In July, a manager of another oil company walked up to the counter in a Vernal McDonald's with an offer for jobs. Two cooks were hired on the spot for roughneck wages of $18 an hour, plus a $1,000 signing bonus.

 

"It happens to us on a regular basis," complained McDonald's supervisor Sandra Richins as she took a break from the breakfast grill. She raised wages to $7 from $6 an hour and offers health insurance, but still can't compete.

 

"I lose about five people a month to the oil fields — and that's been going on for the last three months," Richins said.

 

Analysts and industry observers say it isn't a question of whether shale oil can be produced. It can. But is it economically and commercially viable in large quantities?

 

Methods in use

 

There are two basic retrieval methods used worldwide.

 

One involves mining the rock and heating it in an above-ground facility called a retort. It leaves a lot of leftover shale for disposal and requires huge amounts of water for processing.

 

The other is an underground process in which the rock is heated beneath the surface.
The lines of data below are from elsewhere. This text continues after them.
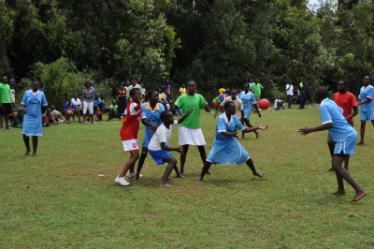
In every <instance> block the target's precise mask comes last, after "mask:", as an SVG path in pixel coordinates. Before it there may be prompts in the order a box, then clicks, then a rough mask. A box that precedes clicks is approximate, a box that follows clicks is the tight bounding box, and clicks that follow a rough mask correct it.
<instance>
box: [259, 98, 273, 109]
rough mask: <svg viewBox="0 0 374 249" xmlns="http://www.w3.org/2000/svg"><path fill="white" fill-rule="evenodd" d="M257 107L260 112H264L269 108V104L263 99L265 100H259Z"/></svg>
mask: <svg viewBox="0 0 374 249" xmlns="http://www.w3.org/2000/svg"><path fill="white" fill-rule="evenodd" d="M258 107H260V109H262V110H266V109H268V108H269V107H270V102H269V100H267V99H265V98H263V99H260V100H259V101H258Z"/></svg>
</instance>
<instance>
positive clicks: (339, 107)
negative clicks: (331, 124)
mask: <svg viewBox="0 0 374 249" xmlns="http://www.w3.org/2000/svg"><path fill="white" fill-rule="evenodd" d="M319 111H320V115H321V121H322V124H327V123H332V127H331V128H329V129H328V130H329V134H330V136H331V138H332V140H333V141H335V142H339V141H344V140H345V139H346V138H347V137H349V136H353V135H356V134H357V133H356V131H355V129H353V127H352V126H351V125H350V124H349V123H348V122H347V120H346V119H345V117H344V116H343V109H342V108H340V107H339V106H338V105H337V104H336V103H335V102H334V101H332V100H331V99H328V98H326V99H324V100H322V102H321V105H320V107H319Z"/></svg>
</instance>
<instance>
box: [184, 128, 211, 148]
mask: <svg viewBox="0 0 374 249" xmlns="http://www.w3.org/2000/svg"><path fill="white" fill-rule="evenodd" d="M185 144H189V145H197V146H200V145H205V144H206V142H205V138H204V134H203V131H202V130H201V128H197V129H193V128H187V127H179V145H185Z"/></svg>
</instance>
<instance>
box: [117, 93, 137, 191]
mask: <svg viewBox="0 0 374 249" xmlns="http://www.w3.org/2000/svg"><path fill="white" fill-rule="evenodd" d="M130 97H131V99H132V100H131V101H130V103H129V104H128V105H127V107H126V109H125V112H124V114H125V118H124V119H123V122H122V127H121V130H120V136H121V140H122V145H123V150H124V152H130V158H129V160H128V161H127V162H126V164H125V165H124V166H123V167H122V169H121V170H120V172H119V173H118V176H117V177H116V178H115V179H114V181H115V182H116V183H118V184H120V185H122V186H127V185H130V183H129V182H128V181H127V180H126V178H125V176H126V174H127V172H128V171H129V169H133V170H134V167H135V163H136V161H138V159H139V151H138V150H139V146H138V131H139V125H140V117H141V116H142V108H141V103H142V93H141V90H140V89H139V88H133V89H131V90H130Z"/></svg>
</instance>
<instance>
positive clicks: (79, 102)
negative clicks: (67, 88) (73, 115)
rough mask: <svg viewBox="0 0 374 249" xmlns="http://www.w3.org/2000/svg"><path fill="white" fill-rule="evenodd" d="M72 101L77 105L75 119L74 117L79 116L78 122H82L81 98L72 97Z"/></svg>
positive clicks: (74, 111)
mask: <svg viewBox="0 0 374 249" xmlns="http://www.w3.org/2000/svg"><path fill="white" fill-rule="evenodd" d="M71 103H72V104H73V105H74V107H75V111H74V116H73V121H74V119H75V118H74V117H76V116H78V122H79V123H80V122H81V115H82V101H81V100H80V98H78V97H74V98H72V99H71ZM74 122H75V121H74Z"/></svg>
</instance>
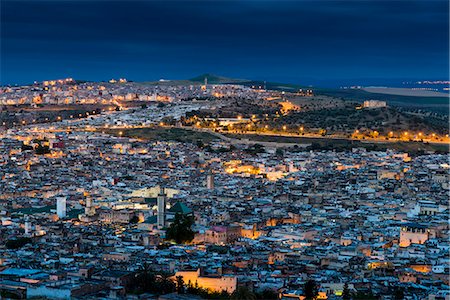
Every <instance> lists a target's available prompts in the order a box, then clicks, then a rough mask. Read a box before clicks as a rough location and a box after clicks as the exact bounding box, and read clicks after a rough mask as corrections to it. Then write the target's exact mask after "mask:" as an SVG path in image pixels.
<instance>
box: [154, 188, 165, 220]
mask: <svg viewBox="0 0 450 300" xmlns="http://www.w3.org/2000/svg"><path fill="white" fill-rule="evenodd" d="M156 201H157V206H158V214H157V216H156V218H157V219H156V222H157V224H158V228H159V229H161V228H164V226H165V225H166V202H167V198H166V194H165V192H164V188H163V187H160V188H159V194H158V197H157V198H156Z"/></svg>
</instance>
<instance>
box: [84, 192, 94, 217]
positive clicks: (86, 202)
mask: <svg viewBox="0 0 450 300" xmlns="http://www.w3.org/2000/svg"><path fill="white" fill-rule="evenodd" d="M84 214H85V215H86V216H89V217H92V216H93V215H95V207H93V206H92V198H91V197H87V198H86V207H85V208H84Z"/></svg>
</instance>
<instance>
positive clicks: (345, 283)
mask: <svg viewBox="0 0 450 300" xmlns="http://www.w3.org/2000/svg"><path fill="white" fill-rule="evenodd" d="M342 300H350V290H349V288H348V284H347V282H346V283H345V284H344V289H343V290H342Z"/></svg>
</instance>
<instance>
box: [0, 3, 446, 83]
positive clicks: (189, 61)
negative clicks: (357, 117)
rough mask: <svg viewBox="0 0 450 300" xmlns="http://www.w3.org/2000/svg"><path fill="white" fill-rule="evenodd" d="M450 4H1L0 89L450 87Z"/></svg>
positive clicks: (29, 3) (428, 3) (47, 3)
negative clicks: (111, 79) (165, 78)
mask: <svg viewBox="0 0 450 300" xmlns="http://www.w3.org/2000/svg"><path fill="white" fill-rule="evenodd" d="M447 12H448V2H446V1H431V2H430V1H394V2H388V1H318V2H312V1H282V2H274V1H263V2H256V1H169V2H159V1H131V2H127V3H124V2H121V1H62V2H57V1H38V2H27V1H3V2H2V22H1V23H2V30H1V37H2V45H1V48H2V51H1V74H0V75H1V78H0V81H1V82H2V84H15V83H18V84H26V83H32V82H33V81H35V80H37V81H42V80H46V79H57V78H65V77H72V78H75V79H80V80H93V81H100V80H108V79H110V78H118V77H126V78H128V79H130V80H135V81H147V80H158V79H160V78H166V79H188V78H191V77H193V76H196V75H198V74H202V73H213V74H218V75H224V76H228V77H237V78H246V79H259V80H262V79H264V80H270V81H278V82H291V83H302V84H312V85H318V86H320V85H323V86H337V85H345V84H386V85H389V84H395V83H399V82H400V81H401V80H409V79H411V80H446V79H448V14H447Z"/></svg>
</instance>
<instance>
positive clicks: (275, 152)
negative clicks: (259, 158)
mask: <svg viewBox="0 0 450 300" xmlns="http://www.w3.org/2000/svg"><path fill="white" fill-rule="evenodd" d="M275 155H276V156H278V157H283V155H284V151H283V149H281V148H277V150H276V151H275Z"/></svg>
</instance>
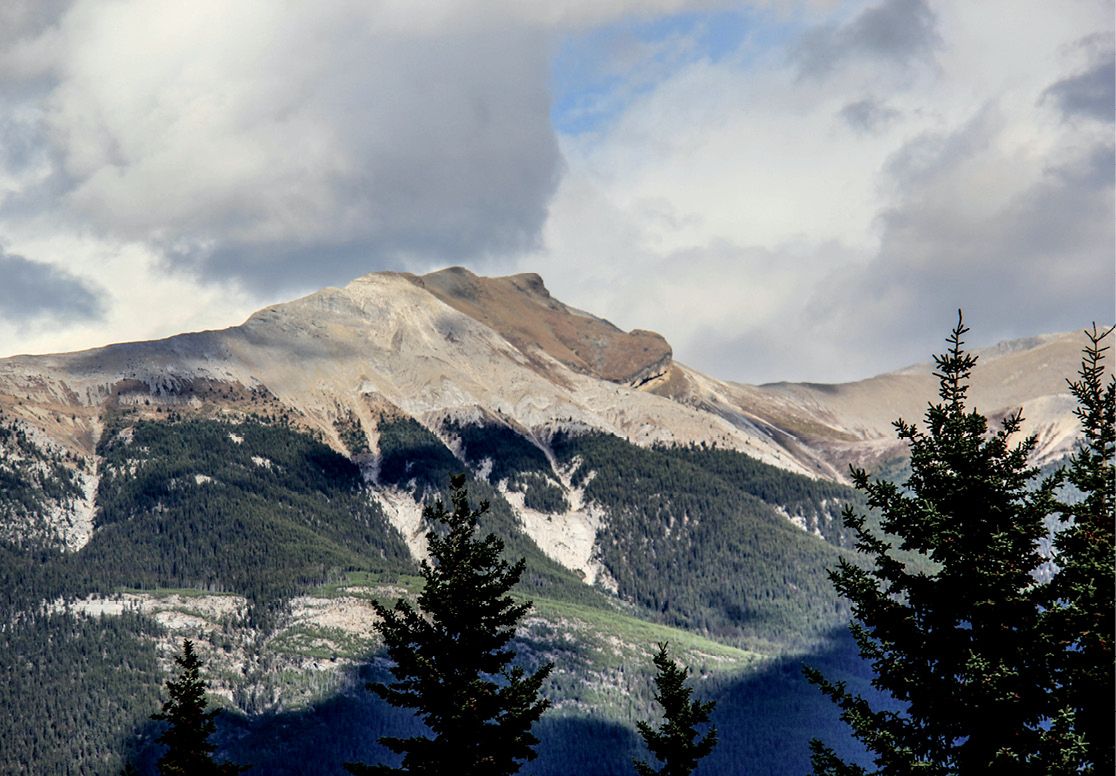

Although it would not require as much water, pollution of underground water supplies and the air remain possibilities.

 

Shell Exploration & Production Co. has been testing this method with buried heaters in a remote stretch of Colorado.

 

Terry O'Connor, a Shell vice president, said the company believes the process will be economical if crude oil stays above $30 a barrel. But the company is at least five years from deciding whether to build a commercial-scale operation.

 

Near Vernal, Oil-Tech Inc. is using a retort to melt oil from shale. The privately held company has applied for a permit to mine on state land and is asking the federal government to let it use 30,000 tons of oil shale from a nearby mine.

 

Loucks says the technology is still years away.

 

"We've been building plants for years, ever since at least 1920. Each one of them can get oil out of the rock," he said. "We know how to heat it up to 900 degrees, but in no case have we ever shown that that may work and made a buck."

 

Still, many observers believe the West can handle an oil shale boom — and bust — if development is properly controlled. Communities have become more sophisticated, with more diversified economies, and the mix of people is broader.

 

"There isn't going to be any boom or bust," said Russell George, a native of nearby Rifle and head of the state Department of Natural Resources. "Nothing is going to happen very fast and frankly shouldn't”.